The Housing Call to Action group has done more than just wring their hands. The loose assemblage of some 175 social, local and central government organisations all work around clients with severe housing needs.
At their core is a belief that solving housing insecurity would cascade into solving any number of other expensive social problems - kids switching schools too frequently to achieve or be noticed or join in sporting or development activities, families moving too often to hook into social support or get to work on time, damp housing causing health issues, and on it goes.
Rather than producing statistics, reports or economic impact studies (though they can access those hard data) the HC2A have something more powerful in their housing-first approach - 10 years of grass roots action.
This week their focus is on Spotlight on Housing Week, culminating in a date not many of us would have in our diaries, World Homelessness Day, this Saturday.
"We have no shortage of stories, people can get quite fired up," says Ms Hickey. "We want to raise awareness because people don't see the hidden homeless.
Street homelessness is confronting, but people don't see the folks living in cars, getting ready for school and work before they drop the kids off.
In summer if you drive around, you can see garage doors open and families living in there. The caravan parks are always full."

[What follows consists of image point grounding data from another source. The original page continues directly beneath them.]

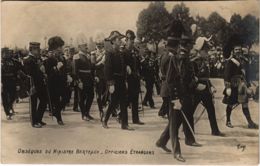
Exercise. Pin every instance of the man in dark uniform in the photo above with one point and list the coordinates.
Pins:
(115, 73)
(99, 55)
(133, 75)
(83, 69)
(34, 67)
(177, 87)
(234, 78)
(148, 65)
(57, 77)
(9, 72)
(68, 54)
(202, 71)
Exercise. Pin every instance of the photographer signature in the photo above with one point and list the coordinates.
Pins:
(240, 146)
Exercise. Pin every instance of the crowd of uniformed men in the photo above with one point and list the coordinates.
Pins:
(114, 76)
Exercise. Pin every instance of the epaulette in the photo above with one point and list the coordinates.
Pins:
(93, 52)
(76, 56)
(26, 57)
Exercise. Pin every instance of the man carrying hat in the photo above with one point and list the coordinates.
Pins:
(177, 89)
(83, 69)
(235, 81)
(99, 54)
(9, 81)
(115, 74)
(202, 71)
(133, 75)
(57, 76)
(34, 67)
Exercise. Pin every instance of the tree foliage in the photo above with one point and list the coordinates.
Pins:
(152, 21)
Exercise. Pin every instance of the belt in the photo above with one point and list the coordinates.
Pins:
(118, 74)
(8, 75)
(85, 71)
(203, 79)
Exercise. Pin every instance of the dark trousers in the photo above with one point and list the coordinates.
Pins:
(56, 95)
(38, 104)
(133, 97)
(76, 98)
(149, 92)
(171, 131)
(207, 100)
(187, 105)
(118, 97)
(86, 96)
(100, 92)
(164, 108)
(8, 96)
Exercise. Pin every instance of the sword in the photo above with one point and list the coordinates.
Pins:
(30, 101)
(196, 121)
(191, 130)
(141, 101)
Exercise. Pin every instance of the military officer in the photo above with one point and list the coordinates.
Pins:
(9, 81)
(83, 68)
(34, 67)
(133, 75)
(236, 89)
(148, 74)
(99, 54)
(202, 71)
(115, 73)
(68, 55)
(57, 77)
(177, 87)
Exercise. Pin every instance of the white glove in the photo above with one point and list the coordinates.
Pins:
(196, 79)
(201, 87)
(42, 68)
(177, 104)
(17, 88)
(97, 79)
(250, 91)
(69, 79)
(59, 65)
(111, 89)
(80, 85)
(228, 91)
(128, 70)
(219, 66)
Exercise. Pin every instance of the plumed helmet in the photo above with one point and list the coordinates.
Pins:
(55, 42)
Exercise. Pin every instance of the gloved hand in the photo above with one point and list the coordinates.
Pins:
(18, 88)
(177, 104)
(201, 87)
(128, 70)
(59, 65)
(42, 68)
(69, 79)
(111, 89)
(97, 79)
(80, 85)
(228, 91)
(213, 89)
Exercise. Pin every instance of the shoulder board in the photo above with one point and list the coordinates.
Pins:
(27, 57)
(76, 56)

The group works out of West, a busy community centre next to Henderson shopping centre that provides adult education, a remnant of the glorious Workers' Educational Association movement of the turn of last century.

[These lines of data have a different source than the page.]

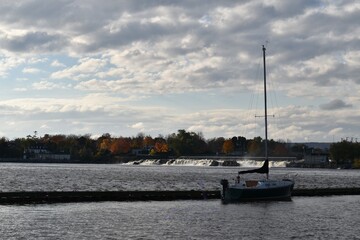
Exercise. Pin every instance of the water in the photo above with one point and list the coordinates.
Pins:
(81, 177)
(302, 218)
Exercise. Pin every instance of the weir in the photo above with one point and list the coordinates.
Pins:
(97, 196)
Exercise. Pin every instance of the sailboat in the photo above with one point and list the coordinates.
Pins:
(257, 190)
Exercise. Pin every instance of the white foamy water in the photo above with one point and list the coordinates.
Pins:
(114, 177)
(247, 163)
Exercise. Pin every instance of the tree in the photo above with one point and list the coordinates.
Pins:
(120, 146)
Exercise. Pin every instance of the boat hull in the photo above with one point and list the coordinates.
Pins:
(281, 191)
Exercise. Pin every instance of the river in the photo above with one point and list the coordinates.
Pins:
(333, 217)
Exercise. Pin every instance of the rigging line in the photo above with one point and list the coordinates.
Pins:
(254, 100)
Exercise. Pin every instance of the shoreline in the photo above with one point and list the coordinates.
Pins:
(100, 196)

Its funding from the Department of Internal Affairs' Enterprising Communities project is coming to an end.
The week's actions range from the optimistically titled "How New Zealand can end homelessness" workshops to Making Homes Happen, a guide for developing affordable housing that brings together the infrastructure development, Community Housing Aotearoa and Auckland Council people with case studies, step by step processes, regulation guides and more.
There are real-time actions - Child Poverty Action Hikoi for Homelessness, a sausage sizzle, the Salvation Army selling ribbons and gingerbread men, alongside social media (Facebook, Twitter, Givealittle donations for lockers and sleeping bags for rough sleepers).

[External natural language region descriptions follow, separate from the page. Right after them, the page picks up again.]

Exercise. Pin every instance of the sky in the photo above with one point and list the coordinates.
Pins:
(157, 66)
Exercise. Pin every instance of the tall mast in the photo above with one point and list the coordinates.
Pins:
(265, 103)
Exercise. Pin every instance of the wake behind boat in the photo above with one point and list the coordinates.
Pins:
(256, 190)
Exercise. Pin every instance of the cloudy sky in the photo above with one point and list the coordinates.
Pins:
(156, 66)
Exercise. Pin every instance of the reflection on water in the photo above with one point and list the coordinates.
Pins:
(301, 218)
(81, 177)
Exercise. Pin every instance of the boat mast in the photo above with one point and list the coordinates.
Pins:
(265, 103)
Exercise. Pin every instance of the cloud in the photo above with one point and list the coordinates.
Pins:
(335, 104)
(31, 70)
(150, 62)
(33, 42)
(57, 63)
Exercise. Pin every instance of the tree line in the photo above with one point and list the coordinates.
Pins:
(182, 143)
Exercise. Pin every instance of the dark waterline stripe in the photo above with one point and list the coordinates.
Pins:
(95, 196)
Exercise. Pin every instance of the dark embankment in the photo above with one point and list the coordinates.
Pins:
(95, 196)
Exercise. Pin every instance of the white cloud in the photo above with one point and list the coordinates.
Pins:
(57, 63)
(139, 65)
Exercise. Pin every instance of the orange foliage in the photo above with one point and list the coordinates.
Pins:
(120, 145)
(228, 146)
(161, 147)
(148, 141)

But the actions that Ms Hickey and Ms Barton know will really hammer home the message of hidden homelessness are low tech and real.
People can go to libraries in West Auckland to write out how housing shortages, or being homeless, has affected them. Cut-out paper dolls, one for every family on a housing waiting list, will adorn public offices and spaces, street theatre will deck out cars with beds on roundabouts.
Children have already been sending in drawings and haiku about their homelessness, or reaction to other people's.
"The children have empathy," says Ms Hickey. "One child wrote 'I am broke to bits I no longer have a place. How can I feel safe?' another: 'I am very cold, I don't feel right in the car, when will I be safe?' It's not about economists and policies, it's about people on the ground. Our work is to raise awareness in a community of what's happening in that community."
Ms Hickey points to tenancy laws that need to support long-term security - the HC2A has made a difference in their local territory.
They set up a social enterprise to help manage properties themselves, created the Ranui caravan park hub with health, social and employment services around a "community broker", and drew up the housing warrant of fitness guidelines which might even gain traction through the legislative minefield.